Oral Presentation The Institute of Australian Geographers Conference 2023

Urban nullius? Urban Indigenous People, Coexistence and Climate Change in Cities (18184)

Melissa Nursey-Bray 1 , Ariane Gienger 1 , Meg Parsons 2
  1. University of Adelaide, Adelaide, SA, Australia
  2. Geography, University of Auckland, Auckland, New Zealand
     

 

Climate change is impacting cities and urban regions in significant ways, and people living within them must work out how to live with and adapt to the changes they bring. Indigenous peoples are increasingly moving to and living in cities, yet how they experience climate change within them is not understood. While literature explores Indigenous experiences of climate change and how Indigenous knowledge is being used to combat it, this work is geographically located in rural and remote Indigenous territories—not cities. This paper presents the results of a project that sought to find out why this is the case. Our aim was to identify scholarship that discussed how Indigenous people are affected by climate change in cities.  We find a significant gap in the literature addressing Indigenous experiences and voices concerning climate change in cities.

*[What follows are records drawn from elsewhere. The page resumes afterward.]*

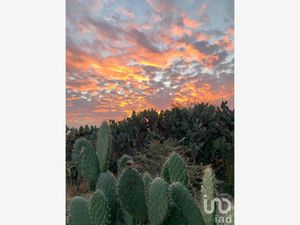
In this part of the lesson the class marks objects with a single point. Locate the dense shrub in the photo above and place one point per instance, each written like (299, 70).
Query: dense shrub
(205, 131)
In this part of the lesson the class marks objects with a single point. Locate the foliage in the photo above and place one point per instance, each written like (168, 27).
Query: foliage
(187, 205)
(208, 191)
(132, 193)
(174, 169)
(103, 146)
(123, 162)
(158, 201)
(107, 183)
(205, 131)
(99, 209)
(160, 205)
(79, 212)
(85, 159)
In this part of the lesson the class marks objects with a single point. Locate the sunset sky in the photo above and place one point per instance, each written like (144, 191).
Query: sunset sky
(125, 55)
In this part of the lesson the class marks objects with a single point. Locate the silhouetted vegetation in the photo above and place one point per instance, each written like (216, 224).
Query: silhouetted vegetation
(203, 133)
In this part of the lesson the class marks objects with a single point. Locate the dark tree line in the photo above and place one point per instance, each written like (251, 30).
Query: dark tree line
(206, 131)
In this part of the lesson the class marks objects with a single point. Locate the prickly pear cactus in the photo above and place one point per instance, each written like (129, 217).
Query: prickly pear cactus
(122, 162)
(147, 182)
(85, 159)
(107, 183)
(174, 169)
(185, 202)
(132, 195)
(158, 201)
(79, 212)
(103, 146)
(175, 217)
(208, 192)
(99, 209)
(129, 220)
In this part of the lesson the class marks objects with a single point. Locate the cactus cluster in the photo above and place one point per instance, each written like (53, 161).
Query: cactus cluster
(132, 199)
(103, 146)
(174, 169)
(86, 161)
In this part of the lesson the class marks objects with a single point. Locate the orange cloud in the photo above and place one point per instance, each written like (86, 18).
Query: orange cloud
(193, 24)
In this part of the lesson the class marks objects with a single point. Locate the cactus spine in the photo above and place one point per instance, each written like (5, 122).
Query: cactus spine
(175, 216)
(107, 183)
(122, 162)
(86, 161)
(103, 146)
(185, 202)
(174, 169)
(158, 201)
(99, 209)
(132, 195)
(79, 212)
(208, 192)
(147, 182)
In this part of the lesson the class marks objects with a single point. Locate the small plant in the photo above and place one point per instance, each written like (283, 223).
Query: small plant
(174, 169)
(158, 201)
(208, 189)
(79, 210)
(132, 194)
(103, 146)
(85, 159)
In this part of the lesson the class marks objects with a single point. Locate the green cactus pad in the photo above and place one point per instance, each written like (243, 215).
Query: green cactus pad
(208, 191)
(129, 220)
(103, 146)
(132, 195)
(147, 181)
(107, 183)
(174, 169)
(122, 162)
(175, 217)
(99, 209)
(86, 161)
(158, 201)
(185, 202)
(79, 212)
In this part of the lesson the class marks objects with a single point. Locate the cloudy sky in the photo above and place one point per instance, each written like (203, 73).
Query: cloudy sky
(125, 55)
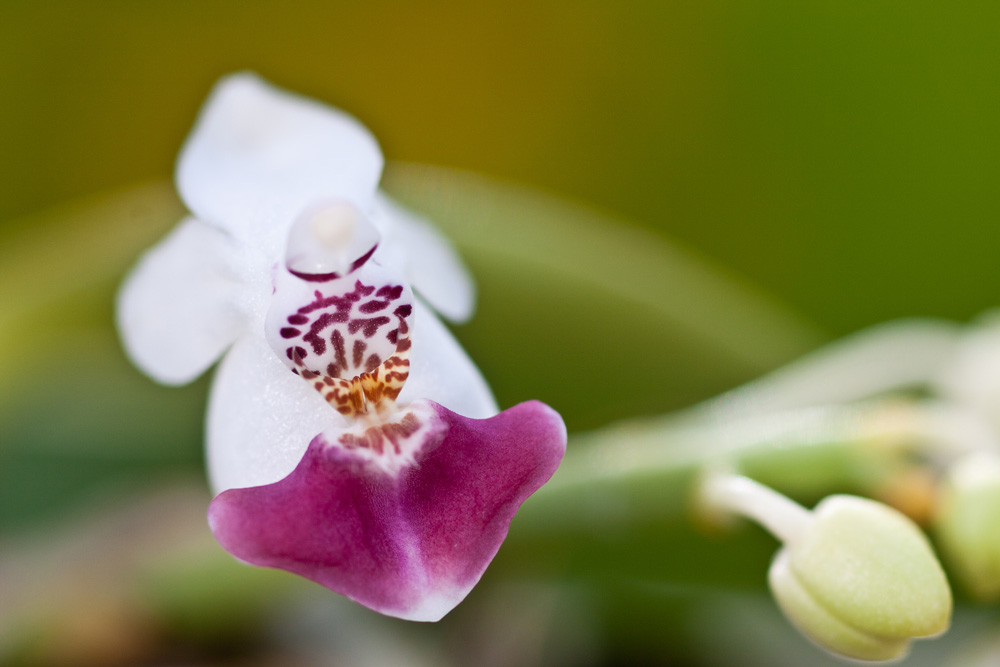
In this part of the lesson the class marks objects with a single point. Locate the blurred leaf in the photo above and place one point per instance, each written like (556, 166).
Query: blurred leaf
(597, 317)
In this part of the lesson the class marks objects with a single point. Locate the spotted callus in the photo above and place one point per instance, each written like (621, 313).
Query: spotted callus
(338, 319)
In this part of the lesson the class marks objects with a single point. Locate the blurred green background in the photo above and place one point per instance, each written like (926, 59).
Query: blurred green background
(749, 179)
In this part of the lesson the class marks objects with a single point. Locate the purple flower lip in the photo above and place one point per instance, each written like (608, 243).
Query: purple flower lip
(402, 517)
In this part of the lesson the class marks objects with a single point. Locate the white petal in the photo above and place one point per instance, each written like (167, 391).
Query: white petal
(441, 371)
(261, 417)
(432, 266)
(180, 308)
(259, 155)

We argue that this is due to the ongoing legacy of settler colonization, which has erased Indigenous peoples from urban territories to the extent that even when they are visible, urban Indigenous people are characterized as inauthentic and vulnerable. We call for action to overturn this insidious form of urban nullius to reclaim and assert Indigenous voices on and about climate change and policy in cities.